In this study, the training and validation datasets were used to train and select the optimal parameters for the deep-learning networks. Classification results by Conv1D and VGG were used to represent the performance of popular deep-learning algorithms. Furthermore, Conv1D-RF and VGG-RF, as presented in Section 3.3, were proposed to represent the fusion performance of deep-learning and machine-learning algorithms. Table 8 shows the classification results of the hybrid CNN-RF networks and original deep-learning networks based on the selected features using OFSM and TFSM. The Conv1D and VGG classifiers performed worse than the Conv1D-RF and VGG-RF, with many areas with a higher “speckle” (i.e., more heterogeneity) of classes across the landscape. Compared to the TFSM results, there was less noise in the OFSM classification results, and some improvements were made regarding the misclassification and omission of the indistinguishable corn and soybean. The use of Conv1D-RF based on OFSM particularly improved the classification results of crop types compared with the other three networks.

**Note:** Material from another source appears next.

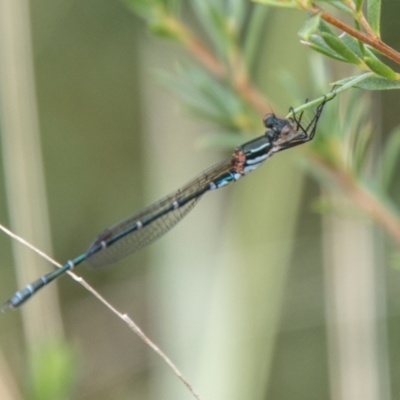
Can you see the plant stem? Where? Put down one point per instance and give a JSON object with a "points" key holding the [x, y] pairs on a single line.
{"points": [[374, 41], [237, 76], [364, 198]]}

To evaluate the effectiveness of the hybrid CNN-RF networks and original deep-learning networks, comparisons were conducted based on the test dataset. As shown in Table 9, the OA and K coefficient of OFSM were superior to those of TFSM. The classification results of the hybrid CNN-RF networks were better than those of the original deep-learning networks with softmax. The OA of Conv1D-RF was higher than that of Conv1D by 1.7%, and OA of VGG-RF was higher than that of VGG by 1.3%. The features extracted by the deep-learning networks were further input into random forest (RF) classifier for analysis, which can better extract and identify useful crop information. The experimental results demonstrate that the hybrid networks can make full use of the advantages of the two classifiers to effectively identify crops.

Although the time consumption of RF-RFE was the largest, the OA of RF-RFE was obviously higher than that of RF-FI. The OA of OFSM was slightly higher than that of RF-RFE by 0.3%, and much higher than that of RF-FI by 4%. Conv1D and VGG showed a distinct capability. Conv1D employed one-dimensional filters to capture the temporal pattern or shape features of the input sequence. The OA of Conv1D-RF was higher than that of VGG-RF by 1%, and the OA of Conv1D was higher than that of VGG by 0.7% for multi-temporal features. The Conv1D-RF based on OFSM had the highest accuracy (94.27%) and K coefficient (0.917) among all types of networks, so this hybrid network is assumed to be the best choice in this study.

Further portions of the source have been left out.